XLA Flags Guidance

This guide offers a curated selection of key XLA flags to assist users in effectively navigating and utilizing XLA's capabilities. The following sections detail flags that can significantly impact runtime performance and memory utilization. Should any issues, such as crashes, arise after enabling a flag, it is recommended to revert to the default setting and create a GitHub issue.

Correctness Flags

Flag	Description	Default Values	Suggested Values	Candidate Values
`xla_mosaic_on_device_checks`	This flag enables on-device checks for Mosaic codegen.
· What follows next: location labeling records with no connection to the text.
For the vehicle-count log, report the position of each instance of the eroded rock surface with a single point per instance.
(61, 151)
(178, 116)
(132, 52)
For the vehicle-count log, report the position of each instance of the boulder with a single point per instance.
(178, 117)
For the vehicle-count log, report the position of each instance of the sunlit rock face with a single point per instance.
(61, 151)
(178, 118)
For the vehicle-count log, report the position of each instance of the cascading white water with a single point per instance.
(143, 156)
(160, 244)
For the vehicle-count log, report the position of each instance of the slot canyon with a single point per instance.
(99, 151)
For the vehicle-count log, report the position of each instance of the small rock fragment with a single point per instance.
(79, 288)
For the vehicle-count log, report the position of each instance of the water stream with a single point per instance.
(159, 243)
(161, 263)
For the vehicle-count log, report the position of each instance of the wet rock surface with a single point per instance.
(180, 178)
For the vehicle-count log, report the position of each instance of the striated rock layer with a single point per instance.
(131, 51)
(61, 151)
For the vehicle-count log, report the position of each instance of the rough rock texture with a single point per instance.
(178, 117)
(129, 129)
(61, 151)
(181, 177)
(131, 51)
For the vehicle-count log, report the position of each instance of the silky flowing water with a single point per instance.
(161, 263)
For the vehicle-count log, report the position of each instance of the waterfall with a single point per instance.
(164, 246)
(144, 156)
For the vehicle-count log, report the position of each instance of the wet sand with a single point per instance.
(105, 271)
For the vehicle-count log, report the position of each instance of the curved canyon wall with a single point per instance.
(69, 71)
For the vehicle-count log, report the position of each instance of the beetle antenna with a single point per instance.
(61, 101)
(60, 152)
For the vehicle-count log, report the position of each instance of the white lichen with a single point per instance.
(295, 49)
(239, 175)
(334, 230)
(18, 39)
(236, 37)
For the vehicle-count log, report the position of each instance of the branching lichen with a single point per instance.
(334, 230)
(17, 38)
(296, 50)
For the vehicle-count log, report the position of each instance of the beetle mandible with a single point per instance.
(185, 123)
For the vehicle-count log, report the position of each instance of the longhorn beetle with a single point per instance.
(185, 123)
Currently, the supported checks are on bounds, i.e., if an out-of-bounds memory is touched, the compilation/execution would catch it.	`xla_mosaic_on_device_checks=bounds`	`xla_mosaic_on_device_checks=bounds`	`xla_mosaic_on_device_checks=bounds`

Performance Flags

The following flags are instrumental in enhancing runtime performance. Experimenting with these settings may lead to considerable performance gains.

Memory Flags

The flags listed below are provided to address HBM-related issues. These should only be adjusted if you encounter HBM "out of memory" errors during model compilation. In all other scenarios, the default values are recommended, as altering them could adversely affect performance.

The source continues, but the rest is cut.